Previously I wrote a up a sketch for how blog readers migh guard their privacy by forming reading clubs. The club would reveal the union of what everybody is reading but inside the club it wouldn’t be possible to discern what each member was reading. Last time I stated that engineering this wouldn’t be particularly difficult; but didn’t reveal my sketch for how it might be done.
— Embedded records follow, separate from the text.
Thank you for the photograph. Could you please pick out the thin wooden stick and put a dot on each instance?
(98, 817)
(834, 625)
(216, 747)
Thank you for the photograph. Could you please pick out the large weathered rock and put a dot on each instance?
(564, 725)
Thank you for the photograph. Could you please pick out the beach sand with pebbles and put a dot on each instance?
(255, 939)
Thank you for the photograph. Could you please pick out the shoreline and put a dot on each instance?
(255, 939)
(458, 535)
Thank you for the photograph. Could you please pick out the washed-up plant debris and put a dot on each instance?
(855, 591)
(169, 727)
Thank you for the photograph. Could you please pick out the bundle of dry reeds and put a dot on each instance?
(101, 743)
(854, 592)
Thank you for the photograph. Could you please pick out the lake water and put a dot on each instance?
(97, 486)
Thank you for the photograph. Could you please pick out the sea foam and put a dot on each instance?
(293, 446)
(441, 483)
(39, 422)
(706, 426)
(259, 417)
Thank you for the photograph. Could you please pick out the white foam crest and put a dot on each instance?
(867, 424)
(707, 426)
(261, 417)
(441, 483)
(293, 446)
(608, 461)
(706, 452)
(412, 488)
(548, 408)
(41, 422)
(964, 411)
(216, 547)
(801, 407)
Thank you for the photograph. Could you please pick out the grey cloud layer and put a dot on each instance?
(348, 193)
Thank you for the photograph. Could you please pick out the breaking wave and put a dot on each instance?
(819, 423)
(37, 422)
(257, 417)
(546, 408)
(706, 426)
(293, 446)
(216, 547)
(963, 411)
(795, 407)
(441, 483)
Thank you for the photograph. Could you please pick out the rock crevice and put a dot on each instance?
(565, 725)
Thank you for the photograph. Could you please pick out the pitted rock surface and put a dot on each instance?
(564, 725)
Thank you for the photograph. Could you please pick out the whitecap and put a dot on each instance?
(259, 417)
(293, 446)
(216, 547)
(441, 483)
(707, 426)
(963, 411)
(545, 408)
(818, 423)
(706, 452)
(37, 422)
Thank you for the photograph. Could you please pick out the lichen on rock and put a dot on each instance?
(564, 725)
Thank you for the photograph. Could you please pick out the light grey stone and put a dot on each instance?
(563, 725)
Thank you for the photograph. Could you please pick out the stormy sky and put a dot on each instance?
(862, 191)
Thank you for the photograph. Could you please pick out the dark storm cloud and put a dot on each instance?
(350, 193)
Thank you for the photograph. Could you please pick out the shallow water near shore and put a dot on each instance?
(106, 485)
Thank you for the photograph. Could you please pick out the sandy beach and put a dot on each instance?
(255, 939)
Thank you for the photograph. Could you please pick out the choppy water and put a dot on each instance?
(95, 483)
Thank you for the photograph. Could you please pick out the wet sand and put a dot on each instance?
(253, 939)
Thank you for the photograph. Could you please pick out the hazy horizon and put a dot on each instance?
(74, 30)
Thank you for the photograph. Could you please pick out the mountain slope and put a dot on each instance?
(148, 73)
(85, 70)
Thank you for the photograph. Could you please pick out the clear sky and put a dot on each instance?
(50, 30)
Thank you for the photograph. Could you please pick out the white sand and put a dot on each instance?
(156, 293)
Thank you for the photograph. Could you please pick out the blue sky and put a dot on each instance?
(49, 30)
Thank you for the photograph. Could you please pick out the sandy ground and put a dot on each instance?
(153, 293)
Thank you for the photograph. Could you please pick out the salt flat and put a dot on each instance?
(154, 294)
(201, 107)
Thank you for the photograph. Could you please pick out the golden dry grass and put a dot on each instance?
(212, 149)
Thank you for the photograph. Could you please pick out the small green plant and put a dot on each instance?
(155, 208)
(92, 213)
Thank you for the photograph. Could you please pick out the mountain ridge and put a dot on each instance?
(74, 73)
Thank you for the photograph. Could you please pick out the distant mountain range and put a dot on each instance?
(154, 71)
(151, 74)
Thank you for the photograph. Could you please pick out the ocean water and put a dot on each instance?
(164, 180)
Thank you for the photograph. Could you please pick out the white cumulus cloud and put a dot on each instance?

My idea is/was that the club members would from into a circle. A stream of encrypted traffic woul arrive from the left and be passed onto the right. This traffic would be chat about club business; i.e. what blogs the club is interested in along with notices of the state of those blogs. For example an entry might state “The club is interested in blog vile.example.com as of Jan 12 2006.” or “The blog at embaress.example.com was checked on a 11:14am Jan 21; it last change at 2:37 Dec 17th.” If you record the assertions in the stream for a sufficent period of time you can form a complete model of the blog reading club’s interests and the state of the blogs it’s reads.
My presumption was that individual club members would inject their interests into the stream. This turns out to be harder than I thought. If I inject my interest in lame.example.com into the stream my upstream neighbor can only tell that the club he’s a member of has increasingly lame interests, but if he collaborates with my downstream neighbor then he can pin the blame on me for that. Not good. Ben Laurie pointed this out to me.
The full set of assertions collected by listening to the passing stream is a substitute for a centralize club house were the club keeps their records. That club house is a substitute for the ping aggregation service, i.e. the intermediary the club was meant to avoid. The whole point of this exercise is to hide the reading interests of individual club members from the intermedary.
Ben’s somewhat spontanious suggestion for how to organize this club is to build a club house but run it so the individual members interactions are kept anonymous. Systems like TOR or the anonymous email remixing system illustrate how to let the members communicate with the club house anonymously.
The club house could be a simple web site that enumerates all the blogs the club is keeping an eye. It drops blogs off the list if nobody signals in interest in that blog for a period of time. Club members randomly poll blogs on the list and report what they find back to the club house; including the RSS feed should it change. When a member wants to read his blogs he does sync’s his copy of the club house data. This syncronization can be done in public if the club member is willing to reveal that he is a member of the club. Of course he should synchronize the full database from the club house since otherwise he’d reveal his peculiar interests. By extablishing an anonymous connection to the club house, ala TOR, the member could avoid pulling down the entire database.
While last time I wrote that this engineering a system like this is straight forward, this time I’m less confident of that.
I’m not particularly happy with the introduction of a central club house into the design. Who’s going to volunteer for that thankless task? I’d rather liked the idea that the club members were all asked to carry the same proportion of the load. But now I’m thinking that the streaming around the circle approach is just a scam for relocating the club’s records; and that I”m gotten myself out out on a limb.
Designing distributed anonymous peer to peer databases that enable clubs like this to form looks like a more meaty design problem than I expected. While I’m sure that’s fun for some folks it’s a bit of a barrier to making progress on the problem I care about.